17. A method according to any one of aspects 12-16, further characterized by comprising 5%. (Aspect 18) Aspect 1 further characterized in that the grains grown in the step (A) are monodisperse silver chloride cubic grains
7. The method according to 7.

 ─────────────────────────────────────────────────── ─── Continued Front Page (72) Inventor Eric Leslie Bell USA, New York 14580, Webster, Treasure Circle 674 (72) Inventor Roger Lock USA, New York 14610, Rochester, Dorchester Road 204

Claims (3)

[Claims] 1. A radiation-sensitive emulsion comprising a dispersion medium and silver iodochloride grains, wherein the silver iodochloride grains comprise three pairs of equally spaced parallel {100}.
0.05-1 mol% iodide, based on total silver, comprising a crystallographic plane and at least one {111} crystallographic plane, and with a maximum iodide concentration located closer to the surface than the center of the grain. A radiation-sensitive emulsion comprising: 2. A photographic print element comprising a reflective support and at least one image recording layer emulsion layer unit containing a radiation sensitive emulsion coated on said support, said radiation sensitive emulsion being a dispersion. Comprising a medium and silver iodochloride grains, said silver iodochloride grains comprising three pairs of equally spaced parallel {100}
0.05-1 mol% iodide, based on total silver, comprising a crystallographic plane and at least one {111} crystallographic plane, and with a maximum iodide concentration located closer to the surface than the center of the grain.
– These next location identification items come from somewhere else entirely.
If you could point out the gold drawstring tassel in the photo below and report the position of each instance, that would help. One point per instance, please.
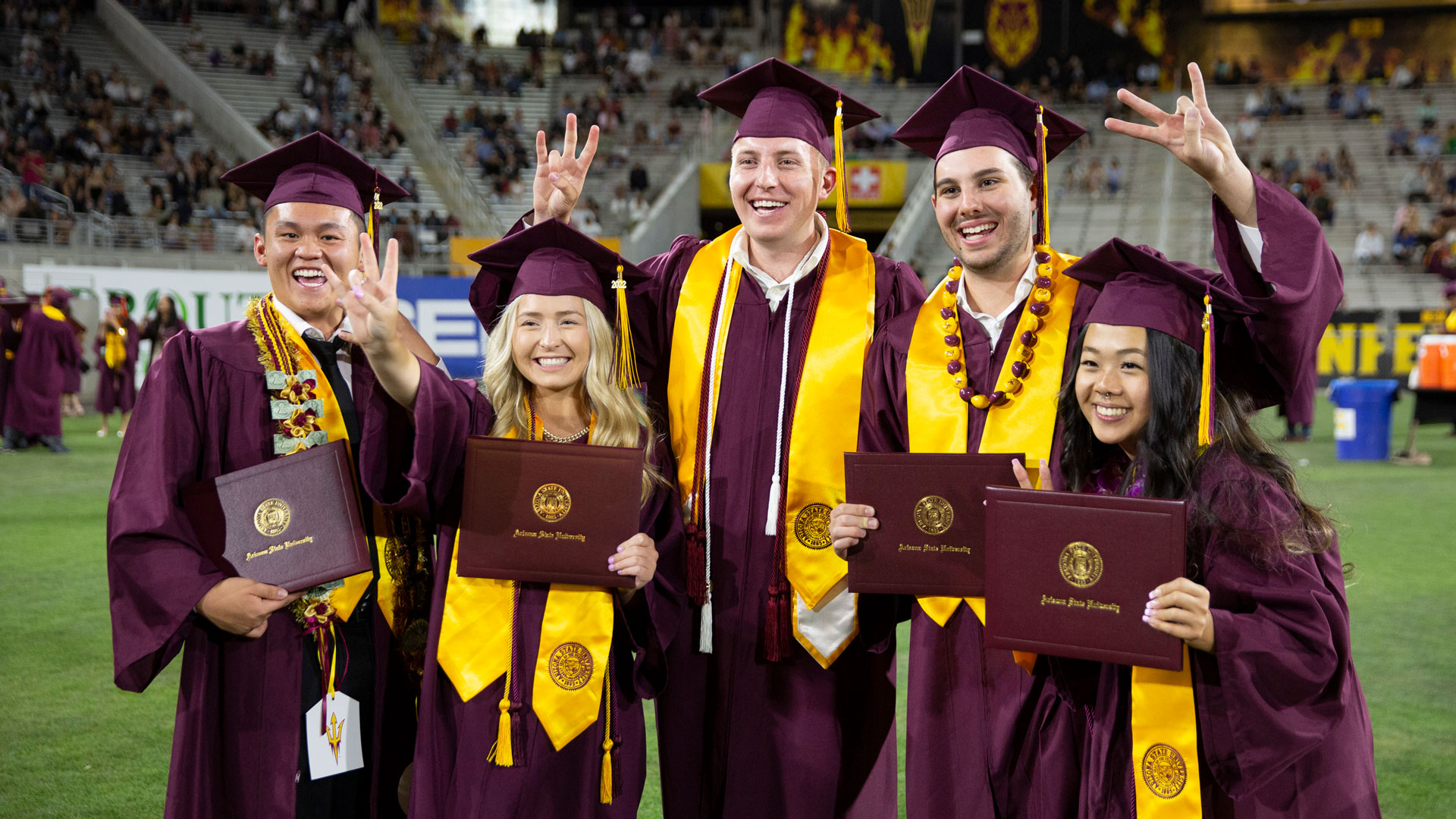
(607, 781)
(1206, 388)
(842, 183)
(626, 360)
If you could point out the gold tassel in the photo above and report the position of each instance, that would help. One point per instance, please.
(606, 742)
(842, 183)
(1044, 199)
(626, 360)
(1206, 388)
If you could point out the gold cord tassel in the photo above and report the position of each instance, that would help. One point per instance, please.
(607, 781)
(1206, 387)
(1044, 199)
(626, 359)
(842, 183)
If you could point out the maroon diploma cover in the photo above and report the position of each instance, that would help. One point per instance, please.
(291, 522)
(1068, 575)
(548, 512)
(930, 521)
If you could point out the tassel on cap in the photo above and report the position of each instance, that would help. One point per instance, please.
(842, 183)
(626, 357)
(1206, 382)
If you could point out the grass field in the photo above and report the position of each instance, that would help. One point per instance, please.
(73, 745)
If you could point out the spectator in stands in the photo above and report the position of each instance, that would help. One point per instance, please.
(1369, 245)
(1407, 240)
(411, 184)
(1427, 145)
(1346, 169)
(1400, 140)
(637, 178)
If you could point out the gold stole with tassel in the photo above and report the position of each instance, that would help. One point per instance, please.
(826, 413)
(571, 675)
(940, 419)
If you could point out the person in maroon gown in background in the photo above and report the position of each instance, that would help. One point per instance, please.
(742, 735)
(548, 375)
(162, 325)
(115, 349)
(46, 350)
(1282, 722)
(251, 673)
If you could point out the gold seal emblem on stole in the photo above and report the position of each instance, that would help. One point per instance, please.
(934, 515)
(570, 667)
(551, 503)
(1081, 564)
(271, 518)
(811, 526)
(1164, 771)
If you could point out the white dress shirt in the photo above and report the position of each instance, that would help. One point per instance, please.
(775, 290)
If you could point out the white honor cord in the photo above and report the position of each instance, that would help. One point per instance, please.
(770, 526)
(705, 629)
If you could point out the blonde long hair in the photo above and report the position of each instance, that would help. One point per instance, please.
(620, 416)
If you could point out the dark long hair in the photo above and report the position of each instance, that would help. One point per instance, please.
(1168, 458)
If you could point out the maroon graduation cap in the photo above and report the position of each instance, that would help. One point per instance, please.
(1138, 286)
(971, 110)
(775, 99)
(316, 169)
(554, 259)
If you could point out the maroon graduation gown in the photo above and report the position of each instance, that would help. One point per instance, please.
(421, 472)
(983, 736)
(72, 375)
(740, 736)
(47, 349)
(1283, 727)
(117, 388)
(235, 749)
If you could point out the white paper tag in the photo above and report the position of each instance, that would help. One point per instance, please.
(1345, 423)
(335, 749)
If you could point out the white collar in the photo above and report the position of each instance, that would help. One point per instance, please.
(1028, 280)
(739, 253)
(305, 328)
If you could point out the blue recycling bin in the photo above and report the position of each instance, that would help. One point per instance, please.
(1363, 417)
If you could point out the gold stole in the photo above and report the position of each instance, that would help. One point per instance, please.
(826, 411)
(940, 419)
(476, 646)
(1165, 744)
(115, 350)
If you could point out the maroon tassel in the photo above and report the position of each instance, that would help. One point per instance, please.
(696, 564)
(777, 632)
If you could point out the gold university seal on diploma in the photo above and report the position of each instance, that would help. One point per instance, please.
(811, 525)
(551, 503)
(1081, 564)
(934, 515)
(1164, 771)
(271, 518)
(570, 667)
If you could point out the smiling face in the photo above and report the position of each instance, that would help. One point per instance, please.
(299, 242)
(1111, 384)
(984, 209)
(775, 186)
(549, 341)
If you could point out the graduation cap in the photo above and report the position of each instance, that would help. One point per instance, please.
(1141, 287)
(554, 259)
(318, 169)
(775, 99)
(971, 110)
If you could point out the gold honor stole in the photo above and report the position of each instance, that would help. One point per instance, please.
(476, 646)
(940, 419)
(826, 411)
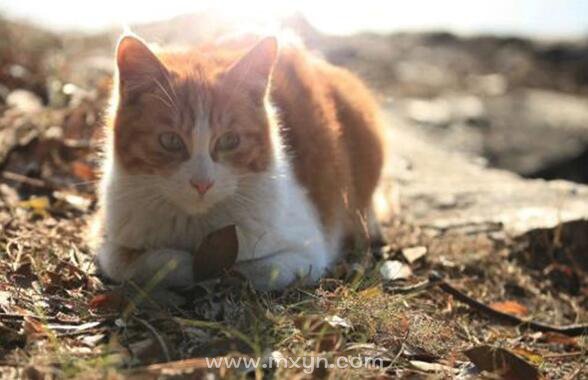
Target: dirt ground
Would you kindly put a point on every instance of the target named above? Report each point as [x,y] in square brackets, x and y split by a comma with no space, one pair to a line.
[433,303]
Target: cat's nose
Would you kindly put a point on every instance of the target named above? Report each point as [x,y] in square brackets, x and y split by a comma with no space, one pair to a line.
[202,186]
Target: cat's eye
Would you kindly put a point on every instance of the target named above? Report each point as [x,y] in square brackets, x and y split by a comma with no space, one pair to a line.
[228,141]
[171,142]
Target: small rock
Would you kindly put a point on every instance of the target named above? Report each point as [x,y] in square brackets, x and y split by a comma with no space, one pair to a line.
[413,254]
[395,270]
[24,101]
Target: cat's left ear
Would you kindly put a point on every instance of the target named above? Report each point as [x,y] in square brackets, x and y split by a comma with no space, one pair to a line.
[254,69]
[138,67]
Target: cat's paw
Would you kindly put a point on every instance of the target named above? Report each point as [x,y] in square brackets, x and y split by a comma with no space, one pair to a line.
[279,271]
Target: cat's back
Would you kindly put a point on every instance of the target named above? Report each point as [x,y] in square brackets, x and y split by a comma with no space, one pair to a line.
[329,124]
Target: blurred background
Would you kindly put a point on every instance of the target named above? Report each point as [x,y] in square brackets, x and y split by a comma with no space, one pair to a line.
[504,82]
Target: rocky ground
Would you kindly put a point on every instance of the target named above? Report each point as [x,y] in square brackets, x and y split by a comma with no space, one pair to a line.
[484,274]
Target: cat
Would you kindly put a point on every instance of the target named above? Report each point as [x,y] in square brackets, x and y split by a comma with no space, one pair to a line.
[277,142]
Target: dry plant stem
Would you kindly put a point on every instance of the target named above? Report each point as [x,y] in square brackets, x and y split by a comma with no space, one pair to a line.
[570,330]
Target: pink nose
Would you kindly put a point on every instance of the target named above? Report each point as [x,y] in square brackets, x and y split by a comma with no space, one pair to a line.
[202,186]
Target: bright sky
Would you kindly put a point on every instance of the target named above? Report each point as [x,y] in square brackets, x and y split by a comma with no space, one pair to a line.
[545,18]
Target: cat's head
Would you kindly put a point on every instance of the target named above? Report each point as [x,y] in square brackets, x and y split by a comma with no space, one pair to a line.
[193,124]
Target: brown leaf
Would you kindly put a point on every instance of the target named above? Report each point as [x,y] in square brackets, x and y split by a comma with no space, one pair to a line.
[83,171]
[510,307]
[216,254]
[557,338]
[502,362]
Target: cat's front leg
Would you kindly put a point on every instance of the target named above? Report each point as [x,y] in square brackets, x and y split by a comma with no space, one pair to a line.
[162,268]
[277,271]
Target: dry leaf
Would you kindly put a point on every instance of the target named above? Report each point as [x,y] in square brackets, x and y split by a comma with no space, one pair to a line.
[510,307]
[413,254]
[83,171]
[216,254]
[530,356]
[38,205]
[433,367]
[557,338]
[395,270]
[502,362]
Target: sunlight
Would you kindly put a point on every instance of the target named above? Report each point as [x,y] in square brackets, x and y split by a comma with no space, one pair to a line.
[346,17]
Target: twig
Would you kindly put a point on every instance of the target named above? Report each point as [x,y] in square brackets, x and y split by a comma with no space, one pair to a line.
[8,317]
[159,338]
[564,355]
[570,330]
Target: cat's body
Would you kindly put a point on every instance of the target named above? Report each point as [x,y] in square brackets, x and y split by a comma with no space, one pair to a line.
[196,145]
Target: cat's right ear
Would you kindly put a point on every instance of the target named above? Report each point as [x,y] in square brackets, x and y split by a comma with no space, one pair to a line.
[138,68]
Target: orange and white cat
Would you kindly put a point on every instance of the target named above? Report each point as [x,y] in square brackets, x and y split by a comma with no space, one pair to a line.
[277,142]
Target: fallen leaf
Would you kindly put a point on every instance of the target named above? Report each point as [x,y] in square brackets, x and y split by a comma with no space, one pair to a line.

A photographic print element comprising: 3. Three pairs of equally spaced parallel {1 in a dispersion medium.
A method of preparing a radiation-sensitive silver iodochloride emulsion comprising precipitating silver iodochloride grains having a {00} crystal face and at least one {111} crystal face, the method comprising the steps of: (a)
At least 50% of the total silver forming the silver iodochloride grains
Base particles occupying the same are grown in the dispersion medium pair, (b)
While continuing to grow on the substrate grains grown in step (a), a maximum iodide concentration is introduced into the growing grains closer to the surface of the grains when they are completely grown than to the center thereof. And (c) when fully grown, the grains contain iodide during growth such that the grains contain 0.05 to 1.0 mole percent iodide, based on total silver forming the silver iodochloride grains. A method for preparing a silver iodochloride emulsion, characterized in that it is incorporated.